No one is going to guess that this sigil means "the implicit Copyable protocol is suppressed" (especially since most people will not see Copyable outside this context). At best – as viewed in this and the previous threads – people will guess that it means not Copyable. Surely, you'd be better to lean into that and use !Copyable or -Copyable. I'm sure that tilde is supposed to invoke set logic, like the negation ¬ sign, but mathematically ~ would mean that the type is approximatelyCopyable (which is just completely wrong).
Turn the sigil into a keyword though and suppress Copyable is still pretty weird. There's a reason people want to say not Copyable or non Copyable since at least it reads nicely. Other options like subtract Copyable or without Copyable will still read better than suppress. Even if you don't use a keyword, we still need a canonical reading of this. And it's going to need a canonical prose representation so people can discuss types that behave this way.

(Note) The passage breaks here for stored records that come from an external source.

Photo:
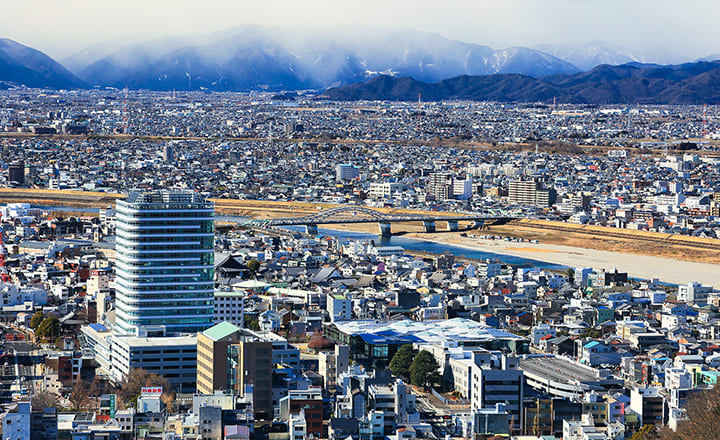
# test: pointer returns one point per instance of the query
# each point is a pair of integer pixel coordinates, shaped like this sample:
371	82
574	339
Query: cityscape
298	238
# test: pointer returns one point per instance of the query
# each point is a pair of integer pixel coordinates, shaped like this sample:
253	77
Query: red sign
151	390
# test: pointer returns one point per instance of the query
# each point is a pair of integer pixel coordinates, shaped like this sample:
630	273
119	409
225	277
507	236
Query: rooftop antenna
126	117
4	276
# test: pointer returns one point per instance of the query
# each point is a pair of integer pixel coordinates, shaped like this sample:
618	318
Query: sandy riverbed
637	266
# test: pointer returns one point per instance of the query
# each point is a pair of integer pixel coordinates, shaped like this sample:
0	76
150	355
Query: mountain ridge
295	58
689	83
21	65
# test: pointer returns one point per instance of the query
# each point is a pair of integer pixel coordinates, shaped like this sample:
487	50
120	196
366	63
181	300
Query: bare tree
138	378
44	399
80	395
703	418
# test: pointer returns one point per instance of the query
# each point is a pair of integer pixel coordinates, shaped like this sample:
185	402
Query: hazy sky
687	27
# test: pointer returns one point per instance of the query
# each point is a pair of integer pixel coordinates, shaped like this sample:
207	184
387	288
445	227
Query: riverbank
638	266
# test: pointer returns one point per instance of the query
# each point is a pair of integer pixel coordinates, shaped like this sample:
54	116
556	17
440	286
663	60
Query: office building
231	358
463	188
530	193
174	358
16	173
165	263
249	362
309	402
497	379
332	365
339	307
346	172
169	153
440	186
211	360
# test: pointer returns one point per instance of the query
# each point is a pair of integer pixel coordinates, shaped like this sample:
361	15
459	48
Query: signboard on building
113	398
151	391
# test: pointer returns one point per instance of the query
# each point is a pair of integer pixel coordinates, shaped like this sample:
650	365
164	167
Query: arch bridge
361	214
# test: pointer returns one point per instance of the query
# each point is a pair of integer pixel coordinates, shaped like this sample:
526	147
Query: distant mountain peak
690	83
250	57
24	66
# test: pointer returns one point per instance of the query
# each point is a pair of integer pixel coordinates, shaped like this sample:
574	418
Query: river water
406	243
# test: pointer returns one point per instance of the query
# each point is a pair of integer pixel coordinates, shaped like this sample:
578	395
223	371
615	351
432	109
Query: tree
36	320
401	362
131	387
44	399
703	418
647	432
251	323
80	395
570	273
424	370
49	328
253	266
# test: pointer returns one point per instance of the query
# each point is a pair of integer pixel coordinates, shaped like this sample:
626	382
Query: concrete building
331	365
384	190
16	422
249	362
650	405
339	307
212	345
694	293
228	307
165	262
173	357
496	378
310	403
440	186
530	193
346	172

Which gets to the core problem: the syntax reads like it was written by compiler engineers who know that the implementation requires disabling the implicit copy operation and are describing the implementation rather than giving these types a clear designation that explains their purpose.
Give these types a positive keyword that explains their role, rather than an identity defined in the negative!
Something that implies single ownership like Owned or Exclusive or Single or Handover or Resource. Defining a named role in the ownership model would better explain why this doesn't apply to class types (since they are inherently shared ownership).
More lightheartedly... is it strictly true that this "suppresses" copying? Doesn't the memory getting copied in many of these situations? Isn't this like the problem of Star Trek teleporters claiming they "move" you, when in reality, they make a new copy of you in a new location and murder the original?